Nunca conocí en persona a Michael Robinson. No creo que hiciera falta para asegurar que era un hombre feliz y que encontró en España un auténtico parque de atracciones. Desprendía entusiasmo. El fútbol, el deporte en general, parecían una excusa en segundo plano para disfrutar del día a día, de la vida en su totalidad. Quizá por eso nunca se metió en guerras ni en discusiones mediáticas. Él había venido desde tan lejos para pasarlo bien, no para tirarle ladrillazos a nadie. Esa felicidad la contagiaba en cada entrevista, en cada retransmisión, en cada comentario. Nos enseñó que uno podía reírse en medio de un partido de la máxima sin parecer en ningún momento grosero ni ridículo. Que uno podía disfrutar de ese partido sin necesidad de histrionismos.
Supongo que Robinson apareció en mi vida como futbolista guerrero del Osasuna. Lo supongo pero ya no lo recuerdo. He visto muchas imágenes suyas pero sé que son posteriores. Para mí, Robinson era el comentarista un poco torpe con las palabras que me deslumbró en el Mundial de 1990. Ya por entonces tenía cierto gusto por hacerlo fácil. Eran los tiempos en los que no resultaba tan habitual que un ex futbolista -recién retirado, además- hiciera de comentarista y desde luego, que lo hiciera con tanta locuacidad aunque fuera complicado entender su castellano.
Creo que uno de sus grandes aciertos, una de sus marcas personales, fue no solo mantener la locuacidad y el entusiasmo sino la dificultad con el idioma. En eso recordaba al también fallecido Radomir Antic y no en vano el serbio le propuso un lugar en el banquillo del Atlético de Madrid justo cuando empezaba el famoso "año del doblete". Robinson hablaba raro y logró que eso formara parte de su encanto. La indefinición ante la "erre" que tanto caracteriza a los ingleses. Naturalidad ante todo.
Repasar la cantidad de programas de calidad en los que participó es ridículo y además puede que la memoria me falle, así que vayamos al primero: "El día después". En un principio, el programa estaba pensado para Nacho Lewin y Jorge Valdano, una combinación quizá excesiva en lo teórico. Pedante, vaya. Relaño vio claro que hacía falta otra cosa y que Robinson se lo podía dar. Y se lo dio. Desde la pizarra cibernética a lo que el ojo no ve a un divertidísimo "rap del inglés" que por mucho que busco en YouTube no encuentro nunca.
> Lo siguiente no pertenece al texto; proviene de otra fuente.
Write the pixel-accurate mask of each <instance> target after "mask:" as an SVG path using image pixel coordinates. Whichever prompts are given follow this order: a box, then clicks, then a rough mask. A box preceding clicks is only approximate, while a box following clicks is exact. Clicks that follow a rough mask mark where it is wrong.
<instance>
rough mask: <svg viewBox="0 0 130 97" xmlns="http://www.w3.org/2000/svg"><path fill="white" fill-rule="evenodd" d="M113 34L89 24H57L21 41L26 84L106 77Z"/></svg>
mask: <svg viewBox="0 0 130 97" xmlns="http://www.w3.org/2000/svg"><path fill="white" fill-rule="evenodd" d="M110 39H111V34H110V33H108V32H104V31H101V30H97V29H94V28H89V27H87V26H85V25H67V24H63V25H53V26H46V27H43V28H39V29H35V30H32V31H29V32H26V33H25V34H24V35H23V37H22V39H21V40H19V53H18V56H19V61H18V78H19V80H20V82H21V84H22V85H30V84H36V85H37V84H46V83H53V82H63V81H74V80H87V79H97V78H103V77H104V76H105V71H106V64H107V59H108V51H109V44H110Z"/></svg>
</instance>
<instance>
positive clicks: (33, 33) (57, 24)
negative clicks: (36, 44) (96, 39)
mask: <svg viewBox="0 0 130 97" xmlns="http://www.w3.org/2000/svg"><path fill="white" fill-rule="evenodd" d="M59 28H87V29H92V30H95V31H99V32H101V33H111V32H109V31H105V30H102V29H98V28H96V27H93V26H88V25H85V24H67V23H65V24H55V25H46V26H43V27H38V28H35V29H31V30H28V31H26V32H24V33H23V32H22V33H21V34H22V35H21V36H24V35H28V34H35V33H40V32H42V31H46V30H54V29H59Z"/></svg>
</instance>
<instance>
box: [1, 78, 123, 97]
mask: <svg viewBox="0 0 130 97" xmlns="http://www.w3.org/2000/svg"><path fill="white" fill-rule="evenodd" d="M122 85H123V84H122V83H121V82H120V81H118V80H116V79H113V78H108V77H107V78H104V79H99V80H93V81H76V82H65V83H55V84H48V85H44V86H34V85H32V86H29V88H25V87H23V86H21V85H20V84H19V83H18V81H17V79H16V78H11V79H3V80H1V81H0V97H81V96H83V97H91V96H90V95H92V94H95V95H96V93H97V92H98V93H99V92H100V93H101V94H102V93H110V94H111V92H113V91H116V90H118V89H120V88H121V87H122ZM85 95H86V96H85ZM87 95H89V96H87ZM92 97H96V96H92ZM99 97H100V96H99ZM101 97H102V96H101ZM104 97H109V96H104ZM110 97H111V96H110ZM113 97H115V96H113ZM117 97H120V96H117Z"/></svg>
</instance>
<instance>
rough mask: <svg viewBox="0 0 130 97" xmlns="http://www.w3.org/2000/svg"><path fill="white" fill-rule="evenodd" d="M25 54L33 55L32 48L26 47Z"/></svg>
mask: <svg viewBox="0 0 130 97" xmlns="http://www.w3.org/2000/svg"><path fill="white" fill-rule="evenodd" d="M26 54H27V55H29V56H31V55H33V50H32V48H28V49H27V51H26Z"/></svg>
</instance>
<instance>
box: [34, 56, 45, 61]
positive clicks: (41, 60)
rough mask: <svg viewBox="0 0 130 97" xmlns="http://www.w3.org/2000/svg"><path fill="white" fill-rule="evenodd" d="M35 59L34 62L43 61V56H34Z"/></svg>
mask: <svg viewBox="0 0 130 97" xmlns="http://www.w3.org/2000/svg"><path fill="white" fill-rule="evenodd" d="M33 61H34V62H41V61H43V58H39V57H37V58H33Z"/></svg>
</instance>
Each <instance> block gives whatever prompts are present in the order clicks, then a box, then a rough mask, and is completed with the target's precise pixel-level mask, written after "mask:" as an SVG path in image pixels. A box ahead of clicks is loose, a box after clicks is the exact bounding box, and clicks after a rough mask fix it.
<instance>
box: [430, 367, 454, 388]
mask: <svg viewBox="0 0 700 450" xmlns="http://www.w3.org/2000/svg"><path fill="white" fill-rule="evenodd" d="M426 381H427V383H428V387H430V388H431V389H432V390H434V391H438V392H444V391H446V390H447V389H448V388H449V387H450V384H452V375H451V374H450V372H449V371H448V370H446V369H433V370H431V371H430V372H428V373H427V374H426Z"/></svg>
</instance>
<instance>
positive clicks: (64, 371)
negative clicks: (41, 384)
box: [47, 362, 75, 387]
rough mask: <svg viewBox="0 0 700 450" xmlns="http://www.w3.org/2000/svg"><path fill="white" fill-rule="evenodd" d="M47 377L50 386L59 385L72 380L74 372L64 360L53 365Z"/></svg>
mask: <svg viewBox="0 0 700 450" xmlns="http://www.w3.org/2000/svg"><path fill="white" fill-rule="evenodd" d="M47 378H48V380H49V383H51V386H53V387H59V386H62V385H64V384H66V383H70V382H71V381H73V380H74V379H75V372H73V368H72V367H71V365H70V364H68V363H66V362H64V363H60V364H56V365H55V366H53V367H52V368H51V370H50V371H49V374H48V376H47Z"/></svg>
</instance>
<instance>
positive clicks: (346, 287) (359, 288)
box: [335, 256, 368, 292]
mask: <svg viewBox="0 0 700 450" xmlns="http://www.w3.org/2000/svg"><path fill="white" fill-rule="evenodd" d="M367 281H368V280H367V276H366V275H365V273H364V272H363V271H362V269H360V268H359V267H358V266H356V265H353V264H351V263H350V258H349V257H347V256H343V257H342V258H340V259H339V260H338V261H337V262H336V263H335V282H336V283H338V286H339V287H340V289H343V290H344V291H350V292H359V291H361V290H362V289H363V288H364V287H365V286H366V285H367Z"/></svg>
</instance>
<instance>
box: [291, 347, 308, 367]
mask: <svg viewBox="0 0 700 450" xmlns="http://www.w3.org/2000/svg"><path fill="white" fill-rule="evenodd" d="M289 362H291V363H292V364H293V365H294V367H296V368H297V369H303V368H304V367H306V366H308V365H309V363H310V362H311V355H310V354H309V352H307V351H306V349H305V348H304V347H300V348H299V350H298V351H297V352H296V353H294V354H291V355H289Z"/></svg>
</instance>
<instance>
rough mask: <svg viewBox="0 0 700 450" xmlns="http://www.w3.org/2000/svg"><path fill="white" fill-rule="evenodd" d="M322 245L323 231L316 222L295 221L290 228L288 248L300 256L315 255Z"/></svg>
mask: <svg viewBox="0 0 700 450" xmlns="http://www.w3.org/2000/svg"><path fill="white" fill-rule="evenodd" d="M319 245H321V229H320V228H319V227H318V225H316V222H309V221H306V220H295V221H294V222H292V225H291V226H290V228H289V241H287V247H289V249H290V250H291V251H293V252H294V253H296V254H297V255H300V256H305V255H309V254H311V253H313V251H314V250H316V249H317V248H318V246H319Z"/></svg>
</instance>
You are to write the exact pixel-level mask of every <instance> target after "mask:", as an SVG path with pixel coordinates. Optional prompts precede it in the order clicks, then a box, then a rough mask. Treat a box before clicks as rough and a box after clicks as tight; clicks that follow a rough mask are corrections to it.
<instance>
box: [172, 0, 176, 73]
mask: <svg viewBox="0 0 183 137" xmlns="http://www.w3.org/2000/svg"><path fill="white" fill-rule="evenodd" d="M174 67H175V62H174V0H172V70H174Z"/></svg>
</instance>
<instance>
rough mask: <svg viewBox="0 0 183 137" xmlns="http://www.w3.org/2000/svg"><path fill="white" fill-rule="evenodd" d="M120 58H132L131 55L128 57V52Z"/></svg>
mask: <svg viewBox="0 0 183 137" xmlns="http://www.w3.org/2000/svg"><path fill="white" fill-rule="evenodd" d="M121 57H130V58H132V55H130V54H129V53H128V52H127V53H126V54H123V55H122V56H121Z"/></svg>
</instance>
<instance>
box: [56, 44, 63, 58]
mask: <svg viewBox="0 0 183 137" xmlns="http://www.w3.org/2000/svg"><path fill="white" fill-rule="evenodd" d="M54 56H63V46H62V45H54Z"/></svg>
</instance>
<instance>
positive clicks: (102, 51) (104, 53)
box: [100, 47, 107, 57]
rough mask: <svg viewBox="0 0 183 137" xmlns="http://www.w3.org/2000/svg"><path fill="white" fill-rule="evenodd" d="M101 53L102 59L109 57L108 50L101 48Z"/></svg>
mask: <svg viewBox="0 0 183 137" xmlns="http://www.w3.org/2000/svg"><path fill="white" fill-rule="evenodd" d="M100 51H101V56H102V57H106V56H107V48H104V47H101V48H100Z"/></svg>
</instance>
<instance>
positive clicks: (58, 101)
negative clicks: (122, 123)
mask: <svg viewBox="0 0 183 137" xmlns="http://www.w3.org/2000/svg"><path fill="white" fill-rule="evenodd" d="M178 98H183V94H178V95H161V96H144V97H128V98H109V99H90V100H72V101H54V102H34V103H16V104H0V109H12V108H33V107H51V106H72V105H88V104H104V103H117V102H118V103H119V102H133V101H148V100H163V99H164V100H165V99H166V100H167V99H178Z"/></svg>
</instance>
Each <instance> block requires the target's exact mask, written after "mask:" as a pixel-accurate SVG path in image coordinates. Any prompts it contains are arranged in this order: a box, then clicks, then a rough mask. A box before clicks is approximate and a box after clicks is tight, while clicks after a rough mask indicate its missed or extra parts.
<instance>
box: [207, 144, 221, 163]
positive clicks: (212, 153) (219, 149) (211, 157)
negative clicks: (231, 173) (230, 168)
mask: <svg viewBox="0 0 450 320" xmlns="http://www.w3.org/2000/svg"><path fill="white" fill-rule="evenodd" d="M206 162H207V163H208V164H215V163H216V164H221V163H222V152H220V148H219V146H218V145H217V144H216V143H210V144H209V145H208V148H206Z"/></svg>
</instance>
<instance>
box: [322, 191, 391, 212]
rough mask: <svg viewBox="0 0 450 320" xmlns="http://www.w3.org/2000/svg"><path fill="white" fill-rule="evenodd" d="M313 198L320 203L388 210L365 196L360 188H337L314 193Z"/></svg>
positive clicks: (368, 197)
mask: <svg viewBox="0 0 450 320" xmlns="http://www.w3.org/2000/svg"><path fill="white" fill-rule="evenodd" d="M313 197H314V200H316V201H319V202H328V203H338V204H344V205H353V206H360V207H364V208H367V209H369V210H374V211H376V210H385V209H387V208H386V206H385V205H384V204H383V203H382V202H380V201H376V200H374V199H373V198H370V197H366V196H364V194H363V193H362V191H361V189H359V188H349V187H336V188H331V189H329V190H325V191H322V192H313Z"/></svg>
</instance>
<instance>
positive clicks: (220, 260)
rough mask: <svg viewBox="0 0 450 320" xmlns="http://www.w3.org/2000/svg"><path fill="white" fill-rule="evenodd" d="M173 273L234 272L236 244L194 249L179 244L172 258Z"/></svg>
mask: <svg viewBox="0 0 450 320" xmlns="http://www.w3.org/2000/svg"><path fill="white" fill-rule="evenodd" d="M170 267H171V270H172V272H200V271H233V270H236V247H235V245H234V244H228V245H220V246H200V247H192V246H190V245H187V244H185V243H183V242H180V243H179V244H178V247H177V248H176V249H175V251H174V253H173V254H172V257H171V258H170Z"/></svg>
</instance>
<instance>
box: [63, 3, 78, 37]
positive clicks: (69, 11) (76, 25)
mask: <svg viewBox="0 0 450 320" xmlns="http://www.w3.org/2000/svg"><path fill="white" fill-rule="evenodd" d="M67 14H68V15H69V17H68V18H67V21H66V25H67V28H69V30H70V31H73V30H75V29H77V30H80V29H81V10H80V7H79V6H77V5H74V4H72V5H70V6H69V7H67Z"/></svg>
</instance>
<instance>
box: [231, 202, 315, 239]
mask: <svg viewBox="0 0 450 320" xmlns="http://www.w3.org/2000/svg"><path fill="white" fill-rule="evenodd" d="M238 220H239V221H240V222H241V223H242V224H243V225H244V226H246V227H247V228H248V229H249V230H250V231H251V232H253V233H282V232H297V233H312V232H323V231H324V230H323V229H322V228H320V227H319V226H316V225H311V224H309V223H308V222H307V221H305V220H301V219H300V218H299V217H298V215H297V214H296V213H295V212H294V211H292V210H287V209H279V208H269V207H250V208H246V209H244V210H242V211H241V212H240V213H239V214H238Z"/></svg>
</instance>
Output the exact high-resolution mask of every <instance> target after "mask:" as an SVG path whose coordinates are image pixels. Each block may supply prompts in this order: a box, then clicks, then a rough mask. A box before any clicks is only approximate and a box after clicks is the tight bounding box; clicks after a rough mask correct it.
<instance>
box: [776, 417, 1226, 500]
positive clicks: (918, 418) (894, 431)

Michael Robinson. Nos hemos acostumbrado tanto a la muerte en estas seis semanas, hemos visto tantos y tantos números por delante de nuestras narices que aún estamos demasiado en shock como para darnos cuenta de la realidad. Hemos normalizado la muerte diaria como normalizaba él la vida. Michael Robinson, por supuesto, en la portada del PC Fútbol, la mejor operación de marketing de la historia. Cuántos niños, cuántos adolescentes, crecimos con sus comentarios a los partidos en los que nuestro Leganés o nuestro Villarreal de turno le ganaba al Milan la Copa de Europa...
Creo que me faltan palabras, que no soy capaz de describir todo lo que Robinson ha significado en mi biografía. No ya como deportista ni como experto ni como ejemplo periodístico. Al revés, como ejemplo de vida. Leith y Robinson, borrachos como piojos en un bar comentando partidos de los 70 y 80 del Liverpool y el Arsenal. La vida, ya digo, y, después, todo lo demás. Con estilo, por supuesto, pero sin dramas. En un mundo de chapapote, consiguió salir limpio. Lloverán los homenajes y serán todos merecidos. Hay algo en la muerte de Robinson que recuerda a la de David Gistau: nadie saldrá a hablar mal de él, no se encontrará ningún enemigo ajustando cuentas. Y si alguien lo hiciera, si alguien se atreviera a tanto, sería unánimamente reconocido como un miserable.